Nationalist MP Mario de Marco said yesterday that an important role of the Malta Mediation Centre should be to promote mediation, and it should have a budget for promotional activities.

He was speaking in parliament during the debate on a bill for the setting up of the mediation centre.

Mediation, Dr de Marco said, was an important element in the context of alternative dispute resolution.

The concept of alternative dispute resolution had taken root in many countries since it was an informal method for the resolution of disputes instead of normal, rigid and sometimes traumatic court proceedings.

Mediation, which he viewed as complimentary to court proceedings, had three main advantages. Firstly, there were no winners and losers and both sides worked towards a solution acceptable to all. This, therefore, was also different from arbitration, where a case would go against one of the parties.

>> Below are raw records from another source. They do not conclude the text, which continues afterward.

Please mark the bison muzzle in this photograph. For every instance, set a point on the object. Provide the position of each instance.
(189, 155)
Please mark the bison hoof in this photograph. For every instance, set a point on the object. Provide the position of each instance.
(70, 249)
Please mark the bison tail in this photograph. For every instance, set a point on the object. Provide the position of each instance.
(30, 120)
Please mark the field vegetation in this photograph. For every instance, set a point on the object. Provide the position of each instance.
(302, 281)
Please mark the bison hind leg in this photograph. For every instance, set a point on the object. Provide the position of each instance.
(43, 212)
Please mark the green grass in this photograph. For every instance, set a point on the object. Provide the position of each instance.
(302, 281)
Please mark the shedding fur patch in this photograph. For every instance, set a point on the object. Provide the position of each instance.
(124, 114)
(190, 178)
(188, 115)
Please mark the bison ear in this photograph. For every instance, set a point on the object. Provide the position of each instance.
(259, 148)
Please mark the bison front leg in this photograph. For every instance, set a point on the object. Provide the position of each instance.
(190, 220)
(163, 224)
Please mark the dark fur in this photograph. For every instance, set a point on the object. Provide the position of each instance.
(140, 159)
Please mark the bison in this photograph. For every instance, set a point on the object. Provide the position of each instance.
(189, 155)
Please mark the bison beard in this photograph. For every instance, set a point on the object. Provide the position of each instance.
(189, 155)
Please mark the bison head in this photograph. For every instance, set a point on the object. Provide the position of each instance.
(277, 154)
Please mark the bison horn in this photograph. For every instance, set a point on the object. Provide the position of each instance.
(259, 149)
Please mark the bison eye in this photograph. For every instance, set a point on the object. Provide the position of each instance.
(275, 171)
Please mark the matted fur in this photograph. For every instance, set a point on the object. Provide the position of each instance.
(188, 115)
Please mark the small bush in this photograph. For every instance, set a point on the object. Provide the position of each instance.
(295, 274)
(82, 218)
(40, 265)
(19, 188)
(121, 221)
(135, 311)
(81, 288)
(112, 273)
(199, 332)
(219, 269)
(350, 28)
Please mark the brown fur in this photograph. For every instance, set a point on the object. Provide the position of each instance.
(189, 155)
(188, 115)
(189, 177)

Secondly, mediation was especially important in commercial cases. Since there were no winners or losers, there was no adversarial concept.

Thirdly, successful mediation was far cheaper, and often faster, than court proceedings.

With access to justice being a fundamental right, there was no doubt that the provision of mediation services, therefore, would make this access easier.

The Nationalist MP observed that the Vienna EU Council had underlined the need for mediation in cross border disputes, while the Lisbon Council had invited the European Commission to promote mediation in issues involving e-commerce.

The United Nations Commission on International Trade Law had adopted a model law on conciliation in commercial disputes, which included mediation.

The EU had adopted a green paper on mediation.

There was no fixed model of mediation services and various countries, notably Denmark, Italy, Austria and Portugal had experimented with different ways of mediation.

Some countries offered the possibility of having cases referred to judges for conciliation or encouraged judges to intervene and help the parties reach solutions.

Some countries had adopted mediation for particular sectors. In France, for example, a National Consultative Council on Family Mediation was formed in 2001.

The code of organisation in some countries and regions, such as in Germany, allowed the courts, in certain circumstances, to refer cases for mediation. The courts in England and Wales could suspend proceedings while parties were ordered to take their case for mediation.

In Belgium, cases involving the labour laws and agricultural leases had first to be discussed before a mediator before ending up before the courts.

Some members of the opposition, Dr de Marco noted, had argued in favour of mediation but felt the setting up of a mediation centre was not required, more so as not many people sought such services.

But if one did not have a mediation centre, who would be responsible for the promotion of mediation services? Who would assume the role of regulator, ensuring that mediators were of the required competence?

It was good that the mediation and arbitration centres would be housed in the same building, as both were instruments of alternative dispute resolution.

Turning to particular aspects of the bill, Dr de Marco noted that mediation proceedings may be resorted to voluntarily; following a decree or order by an "adjudicatory body "; or by law.

Clearly, the term "adjudicatory body" needed to be defined.

Dr de Marco said that as far as possible, mediation should be voluntary and not imposed. There could be instances where it was wise to refer a case for mediation, but that should be the exception, since there was a greater chance of success when mediation was voluntary. And one had to be careful that recourse to mediation was not used as a method to prolong cases before a court.

Dr de Marco also argued that legal aid should be available in mediation services, more so when mediation was imposed. An EU draft directive on legal aid had indeed recommended that legal aid should also be available for instruments of alternative dispute resolution, which included mediation.

He felt that when an adjudicatory body referred a case for mediation and established an adjudication period for this purpose, the parties should be able to go back before the court and resume proceedings before that time expired when the adjudication was concluded, or did not succeed.

Furthermore, would recourse to mediation be considered as interrupting the prescription period, where it existed?

Dr de Marco noted that the Malta Mediation Centre would draw up a list of mediators to assist in domestic and international mediation. The mediators, he said, should be of such character as to enjoy the respect of both parties and be able to exert authority on them. And since mediation had a lot to do with consensus, the parties should be free to agree on the appointment of a mediator who was not on the centre's list.

The bill, rightly, included provisions on confidentiality. No mention, however, was made of the liability of mediators such as when the confidentiality clause was violated. Would this confidentiality fall within the Professional Secrecy Act?

It was important, Dr de Marco said, that the Malta Mediation Centre promoted the concept of mediation, and had a budget for this purpose.

Concluding, he said that he was also in favour of the creation of a European Centre for Mediation, not least because recourse for mediation was far lower in Europe than in the United States.